Interoperability. As discussed previously, your chat system is useless if it doesn’t talk to the ones that are already out there, unless you’re really good at persuading people. There should be some provision for bridging to existing systems, and potentially some for federation as well.
- More on this later; federation is arguably a questionable design decision, but we’ll discuss this.
Persistence. People nowdays have phones and computers that aren’t online 24/7. The server should account for this, and implement some sort of basic “store-and-forward” mechanism, so you can send messages to people when they’re offline.
Flexibility. Using an online chat system often means losing a degree of control about how you come across, and what information you send. Things like read receipts and presence should be configurable, to allow for users having different privacy preferences. Notifications should also be relatively granular, so you can avoid your phone vibrating every time someone says something in one of your many chatrooms.

Ideally I’d do some kind of research to prove that these goals are actually prized by your average user⁴ – who knows, maybe sending emoji or something is actually way more important, and users will sacrifice one or more of the above in order to get special features like that⁵ – but we’ll roll with this for now. (In fact, if you happen to be reading this blog and have strong opinions on the matter, please leave a comment; it’d be really helpful!) I suppose we’ll just say this blog post is a living document, and leave things at that for now.

The first one of these bullet-points I plan to tackle is interoperability – and specifically, whether this magical new ideal chat system should federate or not.

The question of federation

Federation refers to the practice of a bunch of people agreeing on a common standard, and designing software using this standard to create an open network of interconnected servers. The example cited in the previous post was Mastodon, which uses the ActivityPub standard to enable distributed social networking; the Matrix is another federated standard for chat⁶. Federated protocols, at least at a first glance, aren’t doing too badly; this site gives an overview of various federated protocols and their uptake in terms of users.

In fact, the biggest federated protocol in the world is email – you can set up your own mail server with your own domain (e.g. hi@theta.eu.org), and start emailing with people on any other server; email is based on a set of open standards that anyone can implement.

The spam problem

However, being federated can both be a blessing and a curse! Having your communications platform be wide open, so anybody can create an account, or federate their messages into it, or whatever, seems like a good idea at first. However, there’s another side to it: how do you control spam and abuse? Most people get spam emails nowadays, which is one of the unfortunate side effects of this openness; if anyone can connect to your mail server and send you email, without having to do anything first to confirm themselves as legitimate or trusted, you’re opening yourself up to receiving a whole bunch of junk.

There are ways to combat this – spam email checkers nowadays, like the venerable SpamAssassin⁷, tend to use a rule-based approach, essentially giving emails a ‘spam score’ based on various metrics of sketchiness: does the email pass SPF and DKIM checks? Does the subject line contain something like “get rich quick”? Is the sender using a commonly abused free email service, like Gmail or Yahoo Mail? (and so on and so forth). These work pretty well for the run-of-the-mill spam, but still can’t really protect against actively malicious people who conform to all the standards, and still send you spam.

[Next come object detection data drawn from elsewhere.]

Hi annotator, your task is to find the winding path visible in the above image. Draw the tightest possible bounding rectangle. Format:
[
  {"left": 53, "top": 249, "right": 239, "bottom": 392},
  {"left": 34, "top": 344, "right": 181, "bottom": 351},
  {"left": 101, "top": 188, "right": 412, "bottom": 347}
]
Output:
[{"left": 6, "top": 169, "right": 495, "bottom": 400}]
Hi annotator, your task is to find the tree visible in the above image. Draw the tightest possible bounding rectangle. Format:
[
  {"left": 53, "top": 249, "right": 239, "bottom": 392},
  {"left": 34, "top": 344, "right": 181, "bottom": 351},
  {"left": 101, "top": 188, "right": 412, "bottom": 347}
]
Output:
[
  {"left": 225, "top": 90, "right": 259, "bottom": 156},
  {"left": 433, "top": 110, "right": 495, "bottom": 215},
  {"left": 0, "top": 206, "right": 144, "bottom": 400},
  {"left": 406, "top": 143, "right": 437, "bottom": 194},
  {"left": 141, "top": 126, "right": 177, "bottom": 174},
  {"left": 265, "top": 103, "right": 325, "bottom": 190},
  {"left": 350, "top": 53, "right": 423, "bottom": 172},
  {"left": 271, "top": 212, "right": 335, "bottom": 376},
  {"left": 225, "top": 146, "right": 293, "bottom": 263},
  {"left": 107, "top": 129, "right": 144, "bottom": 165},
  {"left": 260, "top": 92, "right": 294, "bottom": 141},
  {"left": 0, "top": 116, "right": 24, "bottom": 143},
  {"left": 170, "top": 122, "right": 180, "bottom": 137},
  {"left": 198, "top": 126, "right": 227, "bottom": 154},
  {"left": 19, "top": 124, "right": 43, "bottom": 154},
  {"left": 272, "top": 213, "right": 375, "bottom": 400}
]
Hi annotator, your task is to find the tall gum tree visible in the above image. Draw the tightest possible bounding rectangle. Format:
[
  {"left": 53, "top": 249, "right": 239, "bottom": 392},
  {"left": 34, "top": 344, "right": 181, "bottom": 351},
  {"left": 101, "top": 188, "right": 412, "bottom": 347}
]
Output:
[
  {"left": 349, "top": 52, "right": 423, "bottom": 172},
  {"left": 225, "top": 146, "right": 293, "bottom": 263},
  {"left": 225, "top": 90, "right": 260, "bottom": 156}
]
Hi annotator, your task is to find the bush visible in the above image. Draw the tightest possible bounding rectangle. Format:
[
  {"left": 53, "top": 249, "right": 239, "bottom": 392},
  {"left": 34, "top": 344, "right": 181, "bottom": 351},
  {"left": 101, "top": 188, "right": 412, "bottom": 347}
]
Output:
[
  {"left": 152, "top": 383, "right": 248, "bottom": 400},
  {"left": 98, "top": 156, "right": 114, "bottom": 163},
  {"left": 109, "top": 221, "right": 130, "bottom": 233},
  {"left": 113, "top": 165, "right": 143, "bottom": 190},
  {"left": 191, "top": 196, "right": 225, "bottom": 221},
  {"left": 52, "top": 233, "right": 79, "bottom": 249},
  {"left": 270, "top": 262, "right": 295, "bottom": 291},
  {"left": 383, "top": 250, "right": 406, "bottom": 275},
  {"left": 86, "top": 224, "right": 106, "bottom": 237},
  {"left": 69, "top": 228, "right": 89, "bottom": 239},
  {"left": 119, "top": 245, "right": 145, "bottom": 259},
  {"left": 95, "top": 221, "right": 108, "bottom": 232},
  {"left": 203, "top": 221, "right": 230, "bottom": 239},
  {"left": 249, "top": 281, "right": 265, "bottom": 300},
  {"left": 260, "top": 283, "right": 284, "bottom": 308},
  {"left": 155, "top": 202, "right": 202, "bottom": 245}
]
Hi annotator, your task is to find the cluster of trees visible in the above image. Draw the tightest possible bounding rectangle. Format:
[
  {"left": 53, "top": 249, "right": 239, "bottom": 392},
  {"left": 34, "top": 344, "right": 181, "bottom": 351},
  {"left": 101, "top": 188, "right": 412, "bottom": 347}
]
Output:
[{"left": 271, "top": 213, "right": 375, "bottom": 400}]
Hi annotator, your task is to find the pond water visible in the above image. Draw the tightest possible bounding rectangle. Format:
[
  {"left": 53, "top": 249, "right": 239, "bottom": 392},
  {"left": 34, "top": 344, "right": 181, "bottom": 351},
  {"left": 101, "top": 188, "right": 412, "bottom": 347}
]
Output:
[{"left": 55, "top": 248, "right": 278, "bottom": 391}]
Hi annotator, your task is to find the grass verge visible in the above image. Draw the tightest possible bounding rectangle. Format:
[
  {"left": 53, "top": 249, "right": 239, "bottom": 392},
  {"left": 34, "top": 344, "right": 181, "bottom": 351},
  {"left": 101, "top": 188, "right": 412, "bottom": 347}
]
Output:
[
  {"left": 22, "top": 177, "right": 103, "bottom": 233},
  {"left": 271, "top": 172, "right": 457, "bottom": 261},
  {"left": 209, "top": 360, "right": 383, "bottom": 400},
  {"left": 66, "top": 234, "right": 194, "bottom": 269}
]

In many chat protocols, we see a similar story. IRC has suffered greatly at the hands of robots that connect to any IRC servers they can find, join all the channels they can, and start flooding text until something notices and kicks them off (having still managed to cause a considerable amount of annoyance). The freenode IRC network suffered a recent spamwave that was actually targeted at them, with people spamming rude and unhelpful messages about the network administration until something was done about it⁸. Matrix looks like it’s also vulnerable to the same kind of thing as well⁹¹⁰. Spam is a non-negotiable part of the internet, and efforts to fight it are almost as old as the internet itself!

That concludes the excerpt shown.